その後、大部地区灘山集落へ行き、灘山の中村自治会長とこの集落ご出身の小川千代子さん、役場職員としてこの集落の被災状況の把握のために派遣された橋本勝成さんにお話を伺いました。現在も石の採掘が行われている硬い岩盤からなるこの集落では、真砂土が流れた他の集落とは異なり、土砂崩れが起きた箇所は一カ所のみで、他は水がもの凄い勢いで滑り流れる「鉄砲水」が怖かったとのこと。集落の自然環境の在り方によって、災害時に生まれる状況が違うのだということが良くわかりました。
9月13日(水)は、いよいよ撮影当日。三つのグループに分かれて、証言映像の撮影を行いました。
まずは視察・撮影の様子を紹介したスピンオフ映像をご覧ください!
学生たちが撮影・編集した「大部地区住民の証言映像」
それでは、3組の方々の証言映像を紹介しましょう。
① 石井好輝さん「未曽有の災害への対応」
石井さんは51災当時、大部地区琴塚在住の土庄町役場職員。大部地区のなかでも被害が激しく、避難所になっていた大部地区公民館がある向町へ、被災状況の把握と救援作業のために向かいました。その現場で見たこと、感じたこと、被災体験から学んだ教訓についてお話してくださいました。
② 砂子輝明さん、荒井光洋さん「忘れようとしている」
砂子さんと荒井さんは51災当時、大部地区向町に暮らしており被災されました。激しい雨、土砂崩れのなか避難し、救援活動を行った体験とは?思い出したくもないほどの恐ろしい体験をあえて振り返り、後世のためにと語ってくださいました。

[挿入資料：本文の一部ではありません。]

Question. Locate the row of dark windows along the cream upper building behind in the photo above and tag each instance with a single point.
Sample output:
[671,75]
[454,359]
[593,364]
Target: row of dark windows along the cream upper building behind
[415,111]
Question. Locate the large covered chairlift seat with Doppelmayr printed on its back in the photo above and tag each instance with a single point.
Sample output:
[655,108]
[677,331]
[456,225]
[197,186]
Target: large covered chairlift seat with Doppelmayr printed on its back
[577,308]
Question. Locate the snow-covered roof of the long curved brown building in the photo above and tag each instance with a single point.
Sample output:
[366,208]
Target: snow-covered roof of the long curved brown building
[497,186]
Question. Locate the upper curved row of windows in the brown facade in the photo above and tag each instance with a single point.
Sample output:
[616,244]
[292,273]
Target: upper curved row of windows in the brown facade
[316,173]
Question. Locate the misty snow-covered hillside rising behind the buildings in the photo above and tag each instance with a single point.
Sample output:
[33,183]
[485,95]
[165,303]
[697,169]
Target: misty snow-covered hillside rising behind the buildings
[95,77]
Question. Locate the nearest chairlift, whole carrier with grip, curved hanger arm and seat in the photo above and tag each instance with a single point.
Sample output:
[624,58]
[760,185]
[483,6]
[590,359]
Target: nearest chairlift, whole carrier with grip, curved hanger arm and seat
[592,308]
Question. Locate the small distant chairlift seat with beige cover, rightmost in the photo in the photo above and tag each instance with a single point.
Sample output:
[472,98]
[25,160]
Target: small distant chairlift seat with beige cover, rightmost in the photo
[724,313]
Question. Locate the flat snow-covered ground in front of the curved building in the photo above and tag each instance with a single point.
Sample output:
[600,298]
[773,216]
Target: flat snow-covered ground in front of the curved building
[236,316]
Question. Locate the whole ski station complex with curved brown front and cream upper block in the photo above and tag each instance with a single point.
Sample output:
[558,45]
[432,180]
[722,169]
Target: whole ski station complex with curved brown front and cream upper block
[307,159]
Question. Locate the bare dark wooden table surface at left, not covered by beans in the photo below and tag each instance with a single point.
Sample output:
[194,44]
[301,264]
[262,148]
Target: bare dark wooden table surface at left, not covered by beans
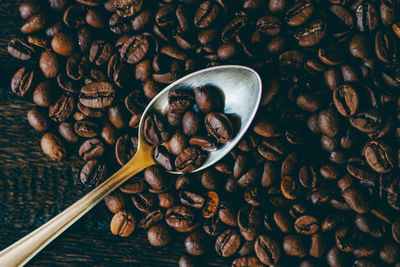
[34,189]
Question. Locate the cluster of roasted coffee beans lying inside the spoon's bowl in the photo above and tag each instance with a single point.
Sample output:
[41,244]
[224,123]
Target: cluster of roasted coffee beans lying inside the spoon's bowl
[205,129]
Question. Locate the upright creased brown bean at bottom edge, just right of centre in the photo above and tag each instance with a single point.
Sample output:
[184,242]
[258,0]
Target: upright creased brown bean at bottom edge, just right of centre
[267,250]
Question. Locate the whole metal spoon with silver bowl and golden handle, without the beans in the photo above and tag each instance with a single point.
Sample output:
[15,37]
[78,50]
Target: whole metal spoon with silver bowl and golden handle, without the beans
[241,87]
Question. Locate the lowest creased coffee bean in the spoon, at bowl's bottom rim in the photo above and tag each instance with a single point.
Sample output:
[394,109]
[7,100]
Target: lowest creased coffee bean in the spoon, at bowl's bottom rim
[189,160]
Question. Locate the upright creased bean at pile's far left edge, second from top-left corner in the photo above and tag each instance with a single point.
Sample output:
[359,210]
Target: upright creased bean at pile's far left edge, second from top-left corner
[22,82]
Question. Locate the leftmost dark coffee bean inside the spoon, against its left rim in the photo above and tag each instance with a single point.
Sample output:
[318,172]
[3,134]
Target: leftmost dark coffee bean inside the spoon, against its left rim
[155,130]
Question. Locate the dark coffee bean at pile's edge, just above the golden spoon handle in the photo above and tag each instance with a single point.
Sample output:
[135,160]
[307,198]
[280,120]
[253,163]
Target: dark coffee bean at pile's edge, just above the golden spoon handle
[93,173]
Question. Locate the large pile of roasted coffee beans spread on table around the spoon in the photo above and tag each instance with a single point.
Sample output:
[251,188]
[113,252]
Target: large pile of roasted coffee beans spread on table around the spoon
[314,182]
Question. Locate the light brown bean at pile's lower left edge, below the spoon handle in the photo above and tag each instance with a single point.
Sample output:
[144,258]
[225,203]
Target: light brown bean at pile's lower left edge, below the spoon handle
[123,223]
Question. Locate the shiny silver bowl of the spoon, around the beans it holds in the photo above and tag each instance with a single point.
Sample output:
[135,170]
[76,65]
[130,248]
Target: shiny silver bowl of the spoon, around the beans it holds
[241,88]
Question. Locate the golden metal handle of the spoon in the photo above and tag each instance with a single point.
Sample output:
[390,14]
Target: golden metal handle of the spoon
[19,253]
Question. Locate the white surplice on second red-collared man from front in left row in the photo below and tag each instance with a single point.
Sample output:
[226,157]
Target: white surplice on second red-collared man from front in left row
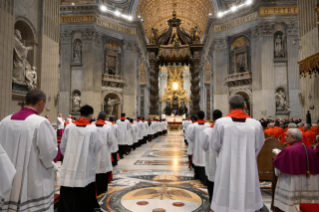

次に紹介するご家族を亡くされた小川さん夫婦の様子も語られています。
③ 小川誠さん、千代子さん「家族を襲う悲劇」
小川さんご夫婦も、51災当時大部地区向町に暮らしておられ、被災されました。そして、誠さんはお父様を亡くされます。誠さんは救援活動、千代子さんは幼い子どもたちを抱えての避難生活、それぞれの体験を語ってくださいました。避難生活の中で苦労したこと、今心掛けていることなど、体験者ならではの言葉をお聞きください。
安心して暮らせる地域にするために
さて、いかがだったでしょうか?
フィールドワークを終え、学生たちが撮影・編集してくれた証言映像を見て改めて思うのは、日ごろから自分たちがくらす地域の災害の歴史や災害特性について深く知り、備えをしておくことがいかに重要かということです。
折しも、大部地区公民館では、2022年度と2023年度の二度、地区住民を対象とした「防災セミナー」が開催されました。2023年10月29日の回には、高松地方気象台、日本赤十字社香川県支部、香川県社会福祉協議会の方々を講師に招き、香川県の災害特性や実践的な災害時の救急手当の方法、避難所ですぐにできるご飯の炊き方まで、さまざまなことを学びました。
きっと防災セミナーに参加された大部地区住民おひとりおひとりに、51災の記憶とともに、大変な状況のなかから立ち上がって生活を築き直してきた経験が蓄積されているのだろうなと思いながら参加しました。一人で考えるよりも、いざとなった時に助け合うことになる地区住民と、日ごろから災害について考え、対策を練る機会があるのはとても良いことだとしみじみと感じた一日でした。
最後になりましたが、つらい体験をお話してくださった証言者のみなさん、フィールドワークに協力してくださったすべてのみなさんにこの場を借りて御礼申し上げます。みなさんから学んだことを生かすために、域学連携事業では、今後も防災について継続的に取り上げていきたいと考えています。引き続きどうぞよろしくお願いいたします。
そして、神戸学院大学の学生のみなさん、証言映像の撮影・編集をありがとうございました。お疲れさまでした!